Torrance, Thomas. "The Virgin Birth and the Unborn." Presbyterian Pro-Life News. Fall 2000
Keywords: Christmas, redemption, Mary, virgin, birth
The virgin birth of Jesus is an essential part of the Gospel of salvation. For through it Jesus was made one of us and one with us in such a way that he healed and sanctified in himself what he had assumed from us--our humanity--thereby recreating, humanizing, and personalizing it.
That is why leading theologians in the early Church, followed by John Calvin at the Reformation, rightly traced the root of our redemption, not only to the death and resurrection of Christ, but to his very conception and birth of the Virgin Mary. Because in Jesus the Creator Word of God was conceived by the Holy Spirit in the womb of the Virgin Mary, Christians came to regard the unborn child in a new light...
The birth of Jesus was of vicarious and redemptive significance. That means that our new birth is to be understood in relation to the birth of Jesus himself.
The doctrine of the virgin birth of Jesus and its redemptive significance must be recovered for a proper understanding of the redemptive life and mission of Christ. Moreover, the virgin birth is crucial to our grasp of the nature and status in Christ’s eyes of the unborn child.
The Son of God became a human being for us in the womb of the Virgin Mary, bone of our bone and flesh. He became what we are. Think of the importance of the incarnation, then, for our understanding of and regard for the unborn child.

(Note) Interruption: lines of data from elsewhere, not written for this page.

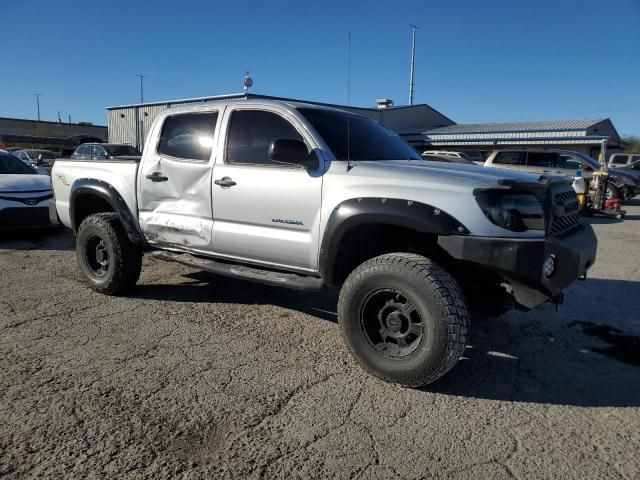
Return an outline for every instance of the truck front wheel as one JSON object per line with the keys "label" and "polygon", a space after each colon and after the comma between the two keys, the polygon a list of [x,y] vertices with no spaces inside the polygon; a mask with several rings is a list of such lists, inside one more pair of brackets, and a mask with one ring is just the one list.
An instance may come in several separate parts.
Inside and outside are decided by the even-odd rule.
{"label": "truck front wheel", "polygon": [[453,277],[409,253],[381,255],[357,267],[340,291],[338,318],[365,370],[408,387],[447,373],[464,352],[469,326]]}
{"label": "truck front wheel", "polygon": [[129,240],[115,213],[96,213],[84,219],[76,238],[76,257],[96,292],[117,295],[140,277],[142,251]]}

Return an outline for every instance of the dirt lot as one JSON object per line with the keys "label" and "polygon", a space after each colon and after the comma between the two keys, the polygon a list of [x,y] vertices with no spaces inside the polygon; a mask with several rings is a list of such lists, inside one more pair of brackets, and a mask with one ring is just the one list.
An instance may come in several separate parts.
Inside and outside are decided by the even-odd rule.
{"label": "dirt lot", "polygon": [[474,319],[465,358],[424,390],[355,365],[335,292],[146,258],[110,298],[82,283],[68,232],[5,239],[0,477],[640,478],[628,208],[594,221],[597,264],[558,312]]}

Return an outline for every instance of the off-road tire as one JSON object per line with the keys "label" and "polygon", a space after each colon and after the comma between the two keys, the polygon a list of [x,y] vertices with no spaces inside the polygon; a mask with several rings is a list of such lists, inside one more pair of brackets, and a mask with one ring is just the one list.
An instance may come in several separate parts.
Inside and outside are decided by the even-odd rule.
{"label": "off-road tire", "polygon": [[[97,275],[88,260],[88,243],[103,242],[109,262]],[[142,250],[129,240],[116,213],[96,213],[84,219],[76,236],[76,257],[89,286],[99,293],[117,295],[132,288],[140,277]]]}
{"label": "off-road tire", "polygon": [[[412,302],[423,323],[416,350],[402,358],[376,350],[364,326],[367,299],[387,289]],[[407,387],[427,385],[451,370],[464,352],[469,328],[464,295],[454,278],[410,253],[385,254],[358,266],[340,290],[338,321],[347,347],[366,371]]]}

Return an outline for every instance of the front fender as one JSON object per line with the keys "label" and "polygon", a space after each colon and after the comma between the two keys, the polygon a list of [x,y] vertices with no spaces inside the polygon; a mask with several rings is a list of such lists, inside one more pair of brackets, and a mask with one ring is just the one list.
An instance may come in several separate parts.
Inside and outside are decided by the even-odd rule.
{"label": "front fender", "polygon": [[360,225],[390,225],[420,233],[466,235],[467,227],[441,209],[412,200],[353,198],[340,203],[329,216],[320,246],[320,274],[334,285],[336,259],[344,236]]}

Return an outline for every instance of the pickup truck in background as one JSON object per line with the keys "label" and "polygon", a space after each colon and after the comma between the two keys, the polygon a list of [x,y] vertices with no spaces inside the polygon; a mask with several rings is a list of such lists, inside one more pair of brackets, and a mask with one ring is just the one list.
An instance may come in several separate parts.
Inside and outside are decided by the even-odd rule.
{"label": "pickup truck in background", "polygon": [[374,120],[298,102],[172,108],[141,158],[59,160],[52,180],[94,290],[132,288],[147,251],[268,285],[339,287],[354,357],[407,386],[455,365],[469,311],[559,303],[596,255],[566,179],[427,162]]}

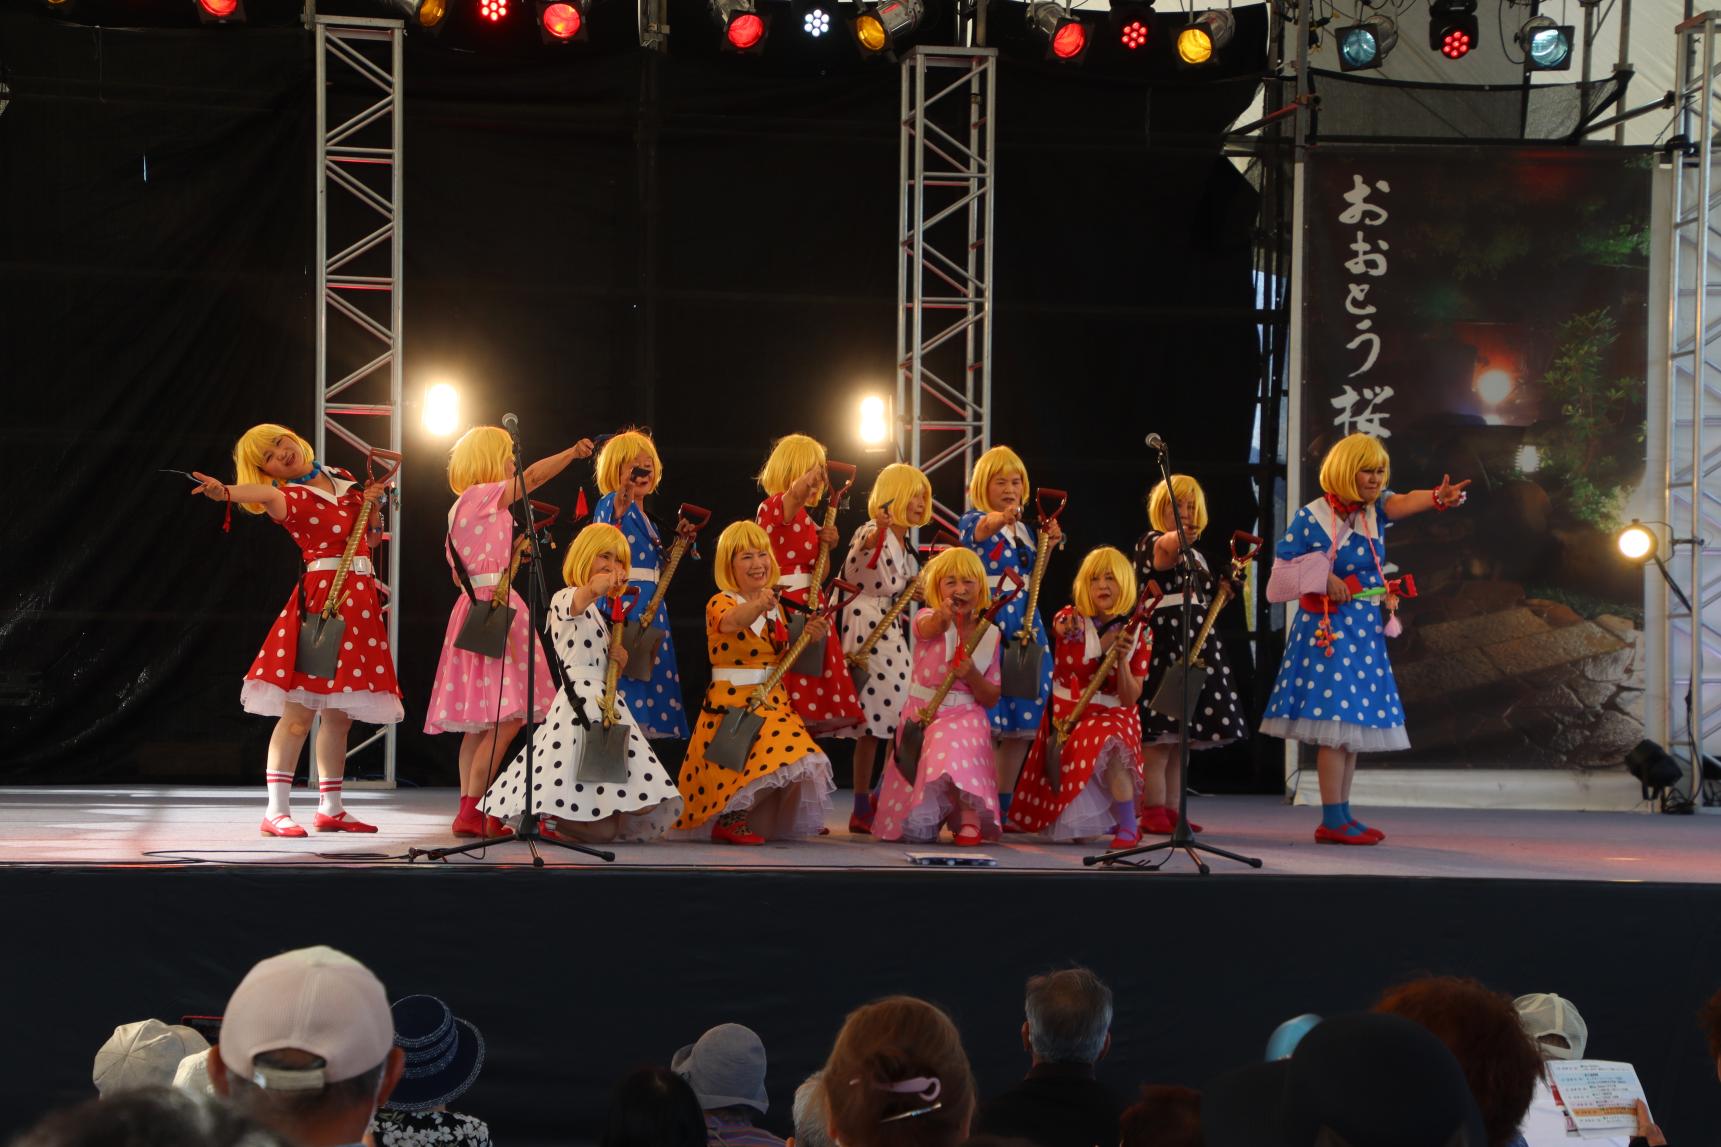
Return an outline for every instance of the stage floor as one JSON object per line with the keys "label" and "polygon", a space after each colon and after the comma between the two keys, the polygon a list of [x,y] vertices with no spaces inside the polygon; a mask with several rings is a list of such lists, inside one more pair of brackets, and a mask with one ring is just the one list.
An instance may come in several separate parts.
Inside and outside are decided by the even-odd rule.
{"label": "stage floor", "polygon": [[[886,844],[847,831],[847,793],[837,794],[829,836],[734,848],[703,841],[608,846],[615,868],[901,869],[910,849],[968,852],[942,845]],[[380,829],[376,835],[312,833],[277,840],[257,832],[261,793],[236,788],[0,788],[0,864],[106,865],[151,861],[212,864],[397,864],[409,848],[456,843],[448,832],[452,789],[360,790],[349,807]],[[309,823],[312,798],[294,805]],[[1316,845],[1318,813],[1272,797],[1202,797],[1191,811],[1203,839],[1260,857],[1260,870],[1215,859],[1222,876],[1414,876],[1498,880],[1606,880],[1721,883],[1721,817],[1644,813],[1383,809],[1371,823],[1391,839],[1373,848]],[[1366,811],[1366,810],[1365,810]],[[839,815],[840,812],[840,815]],[[1017,871],[1083,870],[1095,845],[1048,844],[1029,837],[971,850]],[[525,849],[506,846],[484,857],[447,863],[512,866]],[[597,864],[561,849],[550,865]],[[419,864],[435,863],[419,861]],[[1189,872],[1186,859],[1168,871]]]}

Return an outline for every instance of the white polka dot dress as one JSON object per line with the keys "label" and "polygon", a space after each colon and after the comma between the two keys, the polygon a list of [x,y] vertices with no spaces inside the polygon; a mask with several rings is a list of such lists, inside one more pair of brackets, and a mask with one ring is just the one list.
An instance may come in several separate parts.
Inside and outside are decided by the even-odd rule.
{"label": "white polka dot dress", "polygon": [[[984,517],[979,510],[969,510],[962,515],[958,528],[962,535],[962,544],[980,555],[980,564],[986,567],[986,580],[991,592],[998,593],[998,579],[1007,571],[1020,574],[1024,583],[1034,572],[1034,532],[1023,523],[1008,529],[999,530],[996,534],[984,540],[976,538],[974,531]],[[1013,637],[1022,628],[1022,619],[1028,613],[1028,592],[1024,584],[1023,592],[1004,607],[998,615],[998,628],[1006,639]],[[1033,617],[1034,640],[1042,648],[1049,650],[1050,643],[1046,640],[1046,627],[1040,621],[1036,612]],[[1033,740],[1040,731],[1040,717],[1046,711],[1046,701],[1052,695],[1052,658],[1048,652],[1040,658],[1040,692],[1035,697],[999,697],[998,703],[987,711],[992,722],[992,734],[996,737]]]}
{"label": "white polka dot dress", "polygon": [[[758,522],[771,538],[771,552],[778,569],[789,574],[810,574],[819,556],[819,527],[803,508],[791,520],[783,514],[783,495],[772,494],[759,503]],[[783,593],[792,601],[805,602],[807,589]],[[789,701],[815,737],[853,737],[862,721],[860,698],[854,679],[843,660],[843,647],[834,637],[825,641],[825,670],[817,677],[787,673],[783,684]]]}
{"label": "white polka dot dress", "polygon": [[[681,815],[681,794],[619,695],[616,709],[628,727],[627,780],[591,784],[579,779],[586,740],[580,714],[594,724],[602,720],[598,706],[603,700],[604,667],[609,663],[610,623],[603,616],[603,601],[578,614],[572,612],[573,602],[571,586],[550,599],[550,632],[568,684],[556,692],[549,715],[532,734],[533,809],[557,820],[618,816],[621,839],[655,840]],[[485,811],[499,817],[524,812],[525,784],[522,748],[485,794]]]}
{"label": "white polka dot dress", "polygon": [[[1332,572],[1339,580],[1355,576],[1363,588],[1381,584],[1376,555],[1386,562],[1382,527],[1386,515],[1378,506],[1391,498],[1384,492],[1374,506],[1348,519],[1325,500],[1298,510],[1273,547],[1278,561],[1311,553],[1328,553],[1332,532],[1339,536]],[[1369,543],[1373,541],[1374,552]],[[1347,601],[1331,615],[1332,645],[1315,644],[1321,617],[1298,609],[1285,634],[1285,657],[1273,682],[1273,696],[1261,732],[1288,741],[1327,745],[1357,752],[1408,749],[1404,708],[1386,649],[1384,611],[1373,601]]]}
{"label": "white polka dot dress", "polygon": [[[597,508],[592,511],[592,521],[608,522],[616,526],[627,536],[628,549],[632,551],[632,562],[635,569],[663,569],[663,546],[657,535],[657,527],[640,509],[638,502],[628,504],[627,513],[621,520],[616,521],[615,495],[605,494],[598,499]],[[686,569],[687,558],[683,558],[682,568]],[[651,604],[653,595],[657,593],[657,580],[633,578],[629,585],[639,587],[639,597],[628,606],[628,620],[638,621],[640,612]],[[663,630],[663,641],[657,647],[657,662],[652,666],[651,680],[640,681],[633,677],[621,679],[621,695],[627,698],[628,708],[639,718],[639,727],[645,730],[645,735],[653,738],[668,738],[676,741],[687,739],[687,709],[681,700],[681,669],[675,661],[675,641],[669,633],[669,604],[657,607],[657,613],[651,619],[651,624]]]}
{"label": "white polka dot dress", "polygon": [[[866,644],[885,611],[890,609],[890,603],[908,588],[920,569],[919,560],[894,530],[885,531],[878,564],[867,568],[877,543],[878,523],[870,521],[863,523],[849,539],[843,580],[859,586],[860,593],[843,607],[840,619],[845,654]],[[908,618],[913,612],[912,604],[904,609],[867,656],[868,677],[860,690],[861,710],[866,714],[862,731],[881,741],[896,735],[897,719],[908,699]]]}
{"label": "white polka dot dress", "polygon": [[[364,491],[351,474],[332,466],[323,467],[323,473],[334,481],[335,493],[309,484],[281,488],[287,516],[279,524],[298,543],[299,556],[306,565],[341,556],[364,504]],[[369,558],[370,543],[360,538],[354,556]],[[301,573],[300,577],[304,579],[305,604],[314,614],[328,600],[335,571],[318,570]],[[374,576],[348,573],[338,615],[347,626],[334,677],[300,673],[294,662],[299,654],[299,621],[303,615],[295,586],[240,686],[239,703],[247,713],[279,717],[291,701],[307,709],[339,709],[373,725],[392,725],[405,715]]]}
{"label": "white polka dot dress", "polygon": [[[1199,566],[1194,578],[1194,585],[1187,584],[1188,579],[1177,568],[1156,570],[1153,568],[1153,545],[1161,537],[1163,531],[1149,530],[1135,543],[1135,577],[1137,585],[1145,585],[1152,578],[1159,583],[1159,588],[1165,591],[1166,597],[1192,590],[1193,596],[1189,602],[1190,628],[1199,633],[1201,623],[1207,618],[1207,607],[1213,601],[1213,593],[1217,589],[1212,567],[1199,551],[1195,552],[1195,561]],[[1235,607],[1233,607],[1235,608]],[[1167,672],[1181,672],[1183,654],[1188,648],[1188,642],[1183,633],[1183,607],[1173,601],[1162,601],[1159,608],[1153,611],[1148,619],[1148,625],[1153,627],[1153,660],[1148,666],[1147,681],[1141,690],[1141,732],[1144,743],[1149,745],[1175,745],[1178,743],[1177,720],[1148,707],[1159,687],[1165,682]],[[1207,643],[1201,648],[1201,660],[1207,665],[1207,681],[1201,686],[1200,696],[1195,703],[1195,715],[1189,722],[1189,747],[1191,749],[1217,749],[1221,745],[1229,745],[1249,735],[1248,723],[1243,716],[1243,703],[1237,697],[1237,678],[1231,671],[1231,659],[1225,655],[1225,645],[1219,640],[1219,632],[1215,627],[1207,635]]]}

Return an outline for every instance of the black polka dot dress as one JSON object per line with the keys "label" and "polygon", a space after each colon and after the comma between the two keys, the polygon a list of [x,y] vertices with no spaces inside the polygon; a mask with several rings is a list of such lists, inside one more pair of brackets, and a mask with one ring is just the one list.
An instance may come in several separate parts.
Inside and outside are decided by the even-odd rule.
{"label": "black polka dot dress", "polygon": [[[1183,633],[1183,607],[1175,600],[1185,588],[1183,575],[1176,569],[1153,568],[1153,544],[1161,534],[1160,530],[1149,530],[1135,543],[1137,581],[1145,582],[1152,578],[1165,591],[1165,600],[1160,602],[1148,622],[1153,627],[1153,660],[1141,691],[1141,733],[1142,743],[1146,745],[1177,743],[1177,721],[1148,708],[1147,703],[1158,691],[1160,682],[1165,680],[1166,671],[1181,663],[1188,647]],[[1208,603],[1213,600],[1215,581],[1207,559],[1196,552],[1195,560],[1200,568],[1195,573],[1189,622],[1190,628],[1198,633],[1201,622],[1207,617]],[[1249,730],[1243,722],[1243,705],[1237,699],[1237,682],[1232,674],[1231,661],[1225,655],[1225,647],[1217,632],[1207,635],[1201,660],[1207,665],[1207,683],[1202,686],[1194,716],[1189,722],[1189,747],[1216,749],[1248,736]]]}
{"label": "black polka dot dress", "polygon": [[[849,540],[848,560],[843,563],[843,580],[860,587],[855,599],[843,607],[843,653],[850,654],[866,644],[873,630],[883,620],[885,612],[898,594],[908,588],[920,571],[920,562],[896,536],[886,530],[884,548],[878,550],[878,562],[868,567],[878,545],[878,523],[864,522]],[[879,636],[878,644],[867,655],[868,677],[860,690],[861,711],[866,725],[861,732],[888,741],[896,735],[902,706],[908,699],[908,618],[913,608],[905,609],[889,629]]]}
{"label": "black polka dot dress", "polygon": [[[619,784],[589,784],[579,779],[586,730],[577,714],[601,720],[604,667],[609,662],[610,623],[603,603],[593,602],[584,613],[573,613],[574,591],[567,588],[550,599],[550,631],[556,655],[567,670],[566,689],[556,692],[550,715],[533,733],[532,807],[557,820],[597,821],[618,816],[622,840],[655,840],[681,815],[681,794],[674,779],[651,751],[651,742],[619,694],[616,710],[628,727],[627,780]],[[573,696],[568,690],[573,690]],[[526,753],[522,749],[485,796],[492,816],[517,816],[525,811]]]}

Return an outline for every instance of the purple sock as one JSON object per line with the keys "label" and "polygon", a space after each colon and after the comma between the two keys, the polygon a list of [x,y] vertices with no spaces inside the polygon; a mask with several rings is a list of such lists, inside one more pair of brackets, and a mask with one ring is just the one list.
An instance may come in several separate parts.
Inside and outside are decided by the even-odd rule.
{"label": "purple sock", "polygon": [[1117,834],[1119,836],[1140,836],[1141,829],[1136,824],[1135,801],[1114,801],[1111,806],[1112,816],[1117,818]]}
{"label": "purple sock", "polygon": [[866,789],[855,790],[855,815],[866,816],[872,812],[872,794]]}

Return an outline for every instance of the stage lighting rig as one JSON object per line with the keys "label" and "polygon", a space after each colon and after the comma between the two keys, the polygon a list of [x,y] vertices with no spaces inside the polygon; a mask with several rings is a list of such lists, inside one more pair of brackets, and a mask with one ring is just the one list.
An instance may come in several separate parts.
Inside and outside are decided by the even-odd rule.
{"label": "stage lighting rig", "polygon": [[1046,38],[1046,55],[1053,60],[1079,60],[1088,50],[1088,28],[1059,0],[1034,0],[1028,5],[1028,27]]}
{"label": "stage lighting rig", "polygon": [[508,0],[478,0],[478,15],[491,24],[500,24],[508,18]]}
{"label": "stage lighting rig", "polygon": [[924,0],[880,0],[862,3],[860,15],[850,25],[855,43],[866,55],[876,55],[894,47],[920,25],[926,13]]}
{"label": "stage lighting rig", "polygon": [[1428,46],[1449,60],[1462,60],[1479,35],[1476,0],[1429,0]]}
{"label": "stage lighting rig", "polygon": [[711,16],[723,29],[723,46],[757,52],[765,46],[765,17],[754,0],[711,0]]}
{"label": "stage lighting rig", "polygon": [[1388,17],[1377,16],[1361,24],[1340,28],[1336,35],[1339,41],[1339,69],[1359,72],[1367,68],[1378,68],[1386,60],[1386,54],[1398,43],[1398,25]]}
{"label": "stage lighting rig", "polygon": [[590,0],[538,0],[538,35],[546,44],[571,44],[586,38]]}
{"label": "stage lighting rig", "polygon": [[244,0],[197,0],[197,18],[205,24],[243,24]]}
{"label": "stage lighting rig", "polygon": [[1524,53],[1524,67],[1532,72],[1563,72],[1572,66],[1571,24],[1556,24],[1550,16],[1532,16],[1514,37]]}
{"label": "stage lighting rig", "polygon": [[1186,64],[1205,64],[1236,32],[1237,20],[1229,8],[1203,12],[1177,34],[1177,58]]}
{"label": "stage lighting rig", "polygon": [[821,40],[831,30],[831,14],[823,8],[807,9],[801,17],[801,31],[815,40]]}
{"label": "stage lighting rig", "polygon": [[1112,35],[1126,52],[1139,52],[1153,39],[1153,5],[1112,0]]}

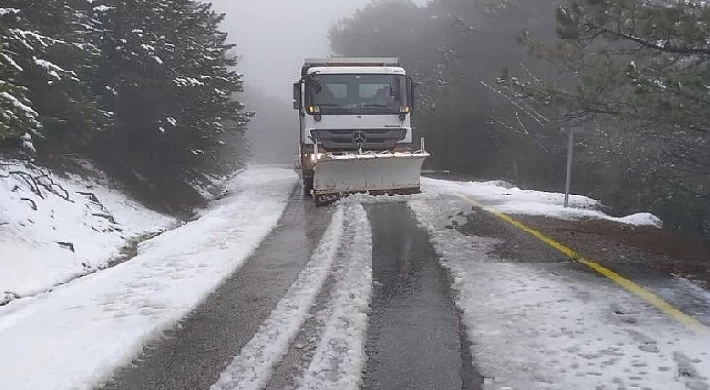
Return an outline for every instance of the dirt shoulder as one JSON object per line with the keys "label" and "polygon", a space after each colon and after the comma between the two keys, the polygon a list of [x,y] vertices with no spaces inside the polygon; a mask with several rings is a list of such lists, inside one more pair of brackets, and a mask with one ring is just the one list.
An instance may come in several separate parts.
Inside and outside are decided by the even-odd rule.
{"label": "dirt shoulder", "polygon": [[710,286],[710,242],[665,229],[605,220],[566,221],[516,215],[528,226],[614,269],[644,264]]}

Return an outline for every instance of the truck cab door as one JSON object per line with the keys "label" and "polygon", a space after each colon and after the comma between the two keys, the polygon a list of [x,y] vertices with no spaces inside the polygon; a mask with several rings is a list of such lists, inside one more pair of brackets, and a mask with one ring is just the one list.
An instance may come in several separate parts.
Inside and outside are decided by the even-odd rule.
{"label": "truck cab door", "polygon": [[301,82],[293,83],[293,109],[301,111],[303,98],[301,94]]}

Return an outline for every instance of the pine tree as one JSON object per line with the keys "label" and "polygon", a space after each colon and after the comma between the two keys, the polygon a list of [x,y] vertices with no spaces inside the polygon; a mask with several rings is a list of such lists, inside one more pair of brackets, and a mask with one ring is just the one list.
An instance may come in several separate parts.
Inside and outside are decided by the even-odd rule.
{"label": "pine tree", "polygon": [[573,0],[558,9],[557,20],[568,50],[588,60],[567,103],[710,132],[706,2]]}
{"label": "pine tree", "polygon": [[104,141],[171,173],[215,164],[224,133],[247,122],[232,99],[243,79],[218,29],[223,16],[191,0],[94,4],[104,54],[94,90],[116,120]]}
{"label": "pine tree", "polygon": [[2,60],[9,66],[0,80],[7,88],[5,104],[10,101],[24,114],[14,115],[14,124],[7,122],[7,134],[27,133],[25,145],[30,145],[29,134],[52,147],[80,143],[97,127],[97,109],[81,78],[91,54],[96,54],[87,40],[90,3],[8,0],[5,4],[12,11],[3,16],[0,45]]}
{"label": "pine tree", "polygon": [[27,97],[28,89],[22,85],[28,66],[23,55],[36,51],[37,42],[23,34],[26,20],[21,13],[18,8],[0,8],[0,141],[39,134],[42,128],[34,103]]}

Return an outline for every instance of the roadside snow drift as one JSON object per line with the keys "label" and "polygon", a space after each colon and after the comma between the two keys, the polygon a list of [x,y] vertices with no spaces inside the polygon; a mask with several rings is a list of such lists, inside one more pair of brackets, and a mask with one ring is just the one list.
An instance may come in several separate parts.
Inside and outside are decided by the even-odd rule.
{"label": "roadside snow drift", "polygon": [[461,199],[409,206],[453,277],[484,390],[710,388],[710,335],[574,264],[496,256],[499,239],[445,227]]}
{"label": "roadside snow drift", "polygon": [[202,217],[139,247],[133,260],[0,308],[7,389],[92,388],[195,308],[277,224],[292,170],[250,168]]}
{"label": "roadside snow drift", "polygon": [[105,267],[129,241],[174,219],[96,178],[0,161],[0,304]]}
{"label": "roadside snow drift", "polygon": [[661,227],[661,220],[650,213],[623,218],[611,217],[598,209],[599,201],[581,195],[570,196],[570,207],[564,207],[565,195],[553,192],[521,190],[503,181],[455,182],[422,178],[422,189],[428,194],[470,196],[481,204],[509,214],[539,215],[561,219],[595,218],[635,226]]}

Every child in the womb has been brothered by the Lord Jesus. In becoming a human being for us, he also became an embryo for the sake of all embryos, and for our Christian understanding of being, nature and status in God’s eyes of the unborn child. So, to take no thought, or no proper thought, for the unborn child is to have no proper thought of Jesus himself as our Lord and Savior or to appreciate his relation as incarnate Creator to every human being.